Q. Most of the support staff have been with you for your entire time at the club
A. Doc Reid has been here 21 years and Paul Lew has been here about 21 years. So we have all basically started together. I think physio Bruce Connor has been here probably 20 years so we have been here a long time together. There has not been a lot of changes – in some areas there has been naturally but we feel we have grown the coaching field fairly well but you would have to say that Kevin Egan and myself have been here for the whole time. Kevin Egan has probably seen me develop my footy from a different angle.
Q. How has footy impacted on your life?
A. It is very difficult to say you have a normal life because you don’t have a normal life. The kids in some areas have missed out on having their father around them compared to the 30-40 hour week father – I haven’t been that, there is no doubt about it. Geraldine has been absolutely sensational in that area - she has been half the mother and the father time wise. I rang Sam my son before and just wanted to see what the kids were up. Even now your kids are on school holidays but you are not home with them. There are difficulties – you would love to spend a lot more time with them. I think Geraldine has done a marvelous job and when you see them in public you are very, very proud of them.

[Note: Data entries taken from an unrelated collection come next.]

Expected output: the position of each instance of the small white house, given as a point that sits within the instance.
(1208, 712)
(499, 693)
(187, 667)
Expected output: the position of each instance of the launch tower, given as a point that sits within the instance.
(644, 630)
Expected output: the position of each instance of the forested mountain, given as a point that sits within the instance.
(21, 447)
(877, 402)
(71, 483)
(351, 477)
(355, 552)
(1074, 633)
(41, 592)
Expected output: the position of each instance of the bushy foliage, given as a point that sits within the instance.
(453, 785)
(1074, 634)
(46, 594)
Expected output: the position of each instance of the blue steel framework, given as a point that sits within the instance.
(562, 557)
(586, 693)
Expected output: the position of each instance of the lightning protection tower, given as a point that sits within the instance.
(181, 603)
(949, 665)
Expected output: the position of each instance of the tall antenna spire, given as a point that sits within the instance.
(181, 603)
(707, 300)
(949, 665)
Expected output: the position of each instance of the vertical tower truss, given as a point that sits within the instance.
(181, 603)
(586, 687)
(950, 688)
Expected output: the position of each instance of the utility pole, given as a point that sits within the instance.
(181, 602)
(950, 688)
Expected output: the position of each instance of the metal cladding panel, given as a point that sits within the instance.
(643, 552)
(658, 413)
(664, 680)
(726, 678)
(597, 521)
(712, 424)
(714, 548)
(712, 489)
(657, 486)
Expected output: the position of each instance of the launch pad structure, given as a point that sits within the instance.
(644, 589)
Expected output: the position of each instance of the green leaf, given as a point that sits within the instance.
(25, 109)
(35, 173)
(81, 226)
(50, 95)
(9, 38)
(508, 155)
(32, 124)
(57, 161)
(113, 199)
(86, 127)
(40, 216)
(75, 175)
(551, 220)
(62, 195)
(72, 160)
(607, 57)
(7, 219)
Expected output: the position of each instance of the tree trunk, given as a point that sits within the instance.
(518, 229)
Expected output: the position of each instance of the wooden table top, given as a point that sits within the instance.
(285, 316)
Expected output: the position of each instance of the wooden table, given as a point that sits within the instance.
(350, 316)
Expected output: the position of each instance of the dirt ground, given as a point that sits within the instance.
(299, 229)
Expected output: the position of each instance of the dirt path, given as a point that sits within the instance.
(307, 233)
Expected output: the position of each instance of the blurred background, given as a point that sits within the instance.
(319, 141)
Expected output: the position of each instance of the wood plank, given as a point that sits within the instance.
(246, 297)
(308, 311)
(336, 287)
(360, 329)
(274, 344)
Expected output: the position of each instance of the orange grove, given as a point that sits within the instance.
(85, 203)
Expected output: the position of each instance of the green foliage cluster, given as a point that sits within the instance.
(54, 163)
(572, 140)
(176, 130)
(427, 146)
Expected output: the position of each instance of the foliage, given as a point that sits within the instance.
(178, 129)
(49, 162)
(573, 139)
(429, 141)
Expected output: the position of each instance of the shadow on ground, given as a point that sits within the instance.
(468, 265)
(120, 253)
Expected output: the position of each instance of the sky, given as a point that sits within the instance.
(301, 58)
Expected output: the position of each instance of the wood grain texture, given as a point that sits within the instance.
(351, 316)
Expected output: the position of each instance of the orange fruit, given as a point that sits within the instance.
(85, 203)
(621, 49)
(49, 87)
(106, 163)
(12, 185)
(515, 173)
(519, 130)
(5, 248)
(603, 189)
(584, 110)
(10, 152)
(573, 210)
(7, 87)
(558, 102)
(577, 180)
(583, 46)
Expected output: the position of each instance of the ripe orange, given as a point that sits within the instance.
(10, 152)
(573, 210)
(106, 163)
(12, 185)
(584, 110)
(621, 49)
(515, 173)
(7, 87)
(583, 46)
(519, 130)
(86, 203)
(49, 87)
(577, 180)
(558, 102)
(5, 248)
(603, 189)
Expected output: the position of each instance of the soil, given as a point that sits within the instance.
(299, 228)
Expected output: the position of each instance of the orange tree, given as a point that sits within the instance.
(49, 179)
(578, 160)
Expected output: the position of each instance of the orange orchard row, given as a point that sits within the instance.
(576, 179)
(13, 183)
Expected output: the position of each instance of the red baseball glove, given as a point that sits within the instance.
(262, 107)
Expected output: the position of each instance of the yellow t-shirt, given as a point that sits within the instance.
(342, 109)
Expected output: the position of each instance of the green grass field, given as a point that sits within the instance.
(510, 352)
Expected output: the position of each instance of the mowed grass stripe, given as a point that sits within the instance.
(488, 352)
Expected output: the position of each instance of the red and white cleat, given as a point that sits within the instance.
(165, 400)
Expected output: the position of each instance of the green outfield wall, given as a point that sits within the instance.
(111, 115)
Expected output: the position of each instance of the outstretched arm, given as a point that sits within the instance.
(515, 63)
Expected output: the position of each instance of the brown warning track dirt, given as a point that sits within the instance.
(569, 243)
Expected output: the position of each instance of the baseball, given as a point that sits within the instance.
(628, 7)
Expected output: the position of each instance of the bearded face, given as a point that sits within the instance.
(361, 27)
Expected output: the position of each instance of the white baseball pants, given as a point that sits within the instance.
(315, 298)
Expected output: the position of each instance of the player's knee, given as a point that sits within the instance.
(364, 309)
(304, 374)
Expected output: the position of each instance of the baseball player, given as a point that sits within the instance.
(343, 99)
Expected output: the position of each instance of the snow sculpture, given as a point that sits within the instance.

Q. Did you really have to sell yourself back in 1980 to get the job?
A. Well I think you had to sell the position more than yourself. If you are going to sit for an interview you need to get your point of view across to make sure that organisation wants to head down the same road as you. Regardless of whether I got the job or not I think I did the right thing by telling them they needed a full-time coach. Hopefully I was going to be that person but I was still going to go after being a full-time coach. Our club at that time were getting part-time results. Now everyone is a full-time coach. People forget 22 years ago there was no such thing.
Q. What have been the best times in footy?
A. The best times have been watching people with talent come to the club or selecting talented people whether it is off the field or on the field and seeing them develop into terrific people and take the game up to another level. That is the really enjoyable part of football. We have seen people come to Essendon from previous jobs that had never had a full-time coaching position ever and changed from being a teacher into a coach or young people coming from school and taking over in the video area and become coaches and operators.
Q. What are the disappointing things over the years?
A. Disappointing parts – your losses are disappointing. You put all of this effort in and you see your team loses and you see injuries happen to players over the years. You feel very, very sorry for some players because it may mean the end of their career.
Q. You have done many interviews over your career – can you tell us something we don’t know about you.
A. There are some things you like to keep in your life – you can’t tell everybody everything.